Stegner bezieht Prügel von den eigenen Genossen

Susanne Gaschke (SPD), einst ZEIT-Autorin, dann Oberbürgermeisterin in Kiel und jetzt bei der WELT an Martin Schulz: „Es nützt weder ihm noch der SPD, wenn Parteivize Ralf Stegner stets wie ein Unglücksrabe hinter seiner rechten Schulter lauert."

© Odd Andersen/AFP/Getty Images

Hannelore Krafts Haltung am Wahlabend verdient Respekt: Sie hat das nordrhein-westfälische Wahlergebnis als das erkannt, was es war, nämlich eine Abwahl, und daraus die Konsequenzen gezogen. Man sollte sie deshalb aber nicht gleich heilig sprechen. Hätte die SPD nur 0,1 Prozentpunkte vor der CDU gelegen, hätte Kraft darum gekämpft, im Amt zu bleiben.

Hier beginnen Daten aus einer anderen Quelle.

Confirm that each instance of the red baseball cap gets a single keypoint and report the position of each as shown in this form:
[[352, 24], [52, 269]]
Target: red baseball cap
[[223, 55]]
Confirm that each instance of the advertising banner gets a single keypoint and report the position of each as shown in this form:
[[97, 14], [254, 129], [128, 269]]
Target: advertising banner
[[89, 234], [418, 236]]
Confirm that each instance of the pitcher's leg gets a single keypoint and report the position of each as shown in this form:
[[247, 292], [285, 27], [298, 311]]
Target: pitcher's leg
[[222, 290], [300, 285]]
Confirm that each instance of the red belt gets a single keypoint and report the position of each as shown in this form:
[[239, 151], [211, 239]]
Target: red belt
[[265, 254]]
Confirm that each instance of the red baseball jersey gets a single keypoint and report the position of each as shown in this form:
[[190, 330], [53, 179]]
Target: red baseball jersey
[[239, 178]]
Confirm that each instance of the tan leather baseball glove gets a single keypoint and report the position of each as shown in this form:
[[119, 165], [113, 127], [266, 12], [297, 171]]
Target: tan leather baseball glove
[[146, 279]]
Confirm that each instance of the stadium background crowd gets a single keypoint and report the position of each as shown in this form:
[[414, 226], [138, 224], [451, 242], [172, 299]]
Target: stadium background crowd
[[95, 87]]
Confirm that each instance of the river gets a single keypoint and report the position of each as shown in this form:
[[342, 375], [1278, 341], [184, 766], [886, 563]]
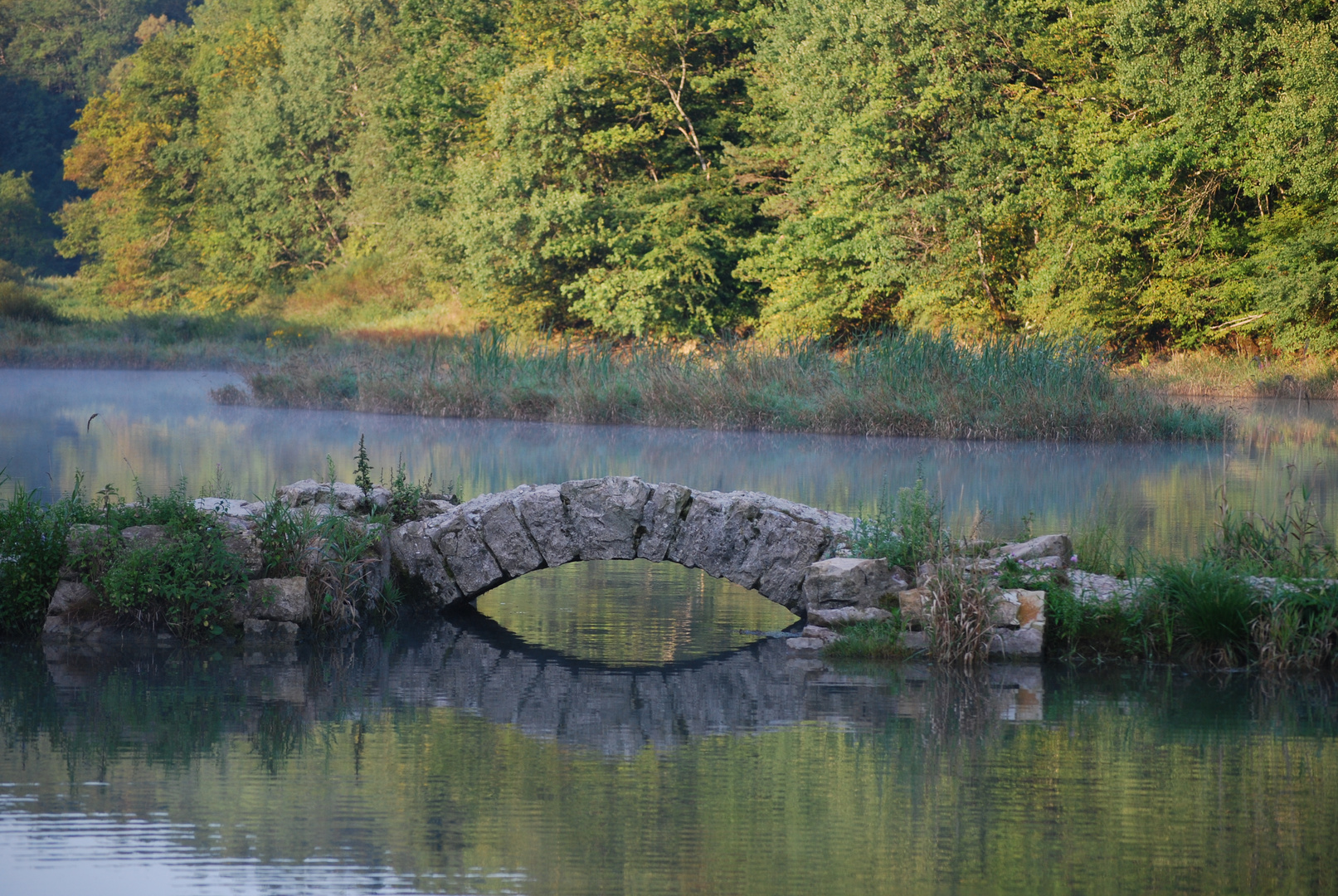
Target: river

Ihr ebenfalls von den Wählern abgestrafter Ministerpräsidentenkollege in Kiel hat deutlich länger gebraucht, um den „Schuss“ zu hören. Auch Torsten Albig steht für eine wie immer geartete SPD-Regierung nicht mehr zur Verfügung. Den Ausschlag gab offenbar nicht sein politisches Scheitern. Vielmehr nimmt er jetzt Vorwürfe zum Anlass, er habe sein Amt genutzt, um seiner in der PR-Branche tätigen neuen Lebensgefährtin Aufträge zuzuschanzen. Ein klarer Schnitt sieht anders aus.
Mögen andere zurücktreten, einer bleibt: Ralf Stegner, umtriebiger und kämpferischer SPD-Linker, allzeit bereit, jeden Nicht-Linken in die Nähe der Nazis zu rücken, ersatzweise zumindest in die Nähe der AfD – und das per Twitter, per Zeitungs-, Hörfunk- und TV-Interviews und nicht zuletzt auf Facebook. Für Leser, die tatsächlich nicht wissen sollten, wer Stegner ist, eine kleine Hilfe: Das ist der Mann, der sich gnadenlos in jedes Bild drängt, wenn wichtigere Leute als er etwas zu sagen haben – und meistens gnadenlos grimmig guckt.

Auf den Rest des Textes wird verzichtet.